Fewer than half U.S. schools address pandemic preparedness

ST. LOUIS | September 5, 2012

School preparedness for disasters, including biological events, is mandated but fewer than half of U.S. schools address pandemic preparedness, researchers say.

Lead author Terri Rebmann of the Saint Louis University School of Public Health and her team collected and analyzed surveys of about 2,000 school nurses serving primarily elementary, middle and high schools in 26 states to determine whether schools were prepared for another pandemic.

Pandemic preparedness is critical not only because of ramifications of the 2009 H1N1 pandemic, but also because of the threat of a future pandemic or an outbreak of an emerging infectious disease, such as severe acute respiratory syndrome.

The study, published in the American Journal of Infection Control, found 30 percent of schools stockpiled any personal protective equipment, 22.9 percent had no staff trained on the school's disaster plan, while 34 percent of schools reported training students on infection prevention less than once per year.

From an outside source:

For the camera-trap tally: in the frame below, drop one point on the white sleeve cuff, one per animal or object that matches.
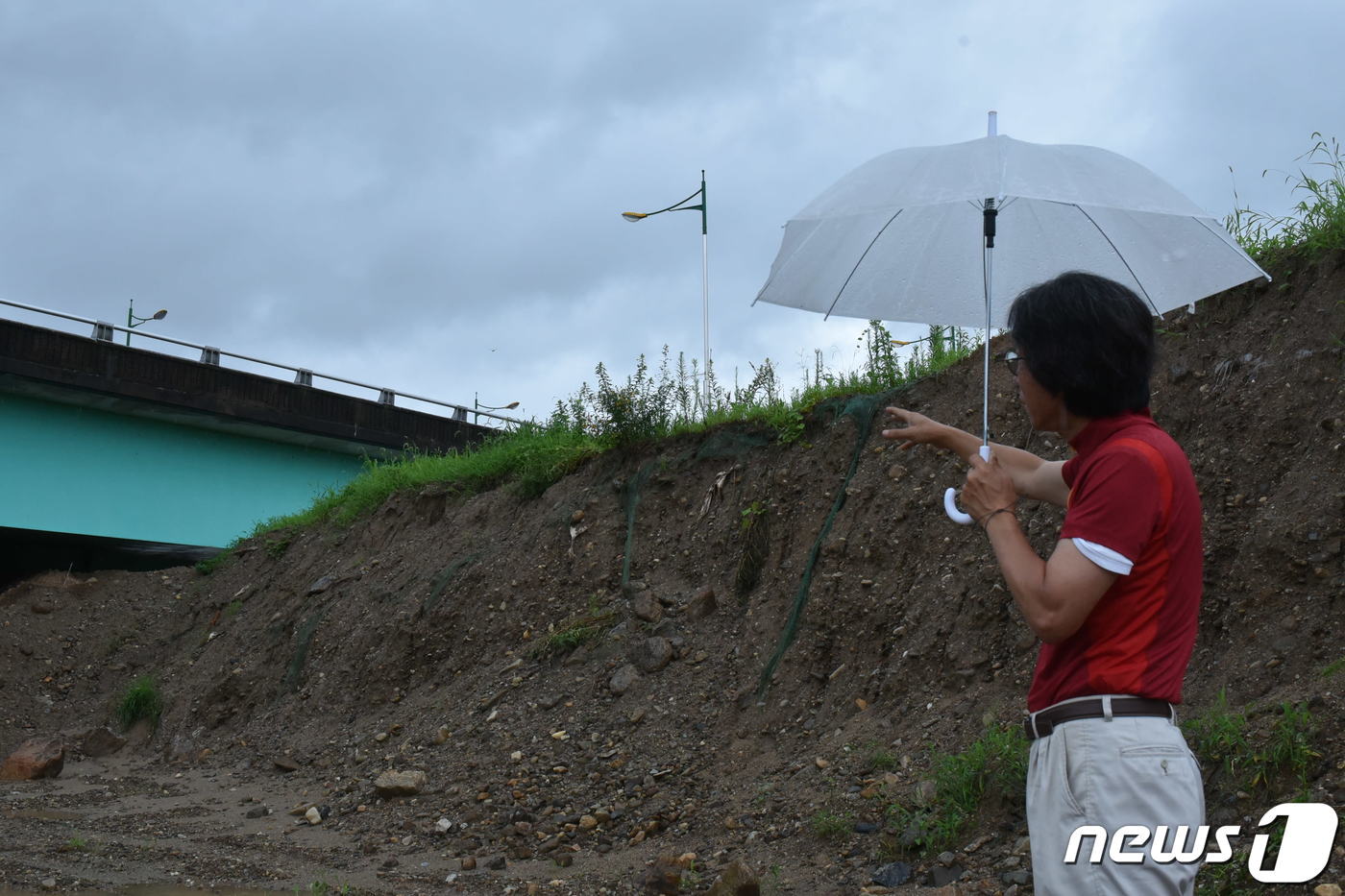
(1105, 557)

Only 1.5 percent of schools report stockpiling medication in anticipation of another pandemic, but although only 2.2 percent of schools require school nurses to receive the annual influenza vaccine, 73.7 percent reported having been vaccinated for the 2010/2011 influenza season.

"Findings from this study suggest that most schools are even less prepared for an infectious disease disaster, such as a pandemic, compared to a natural disaster or other type of event," Terri Rebmann said in a statement.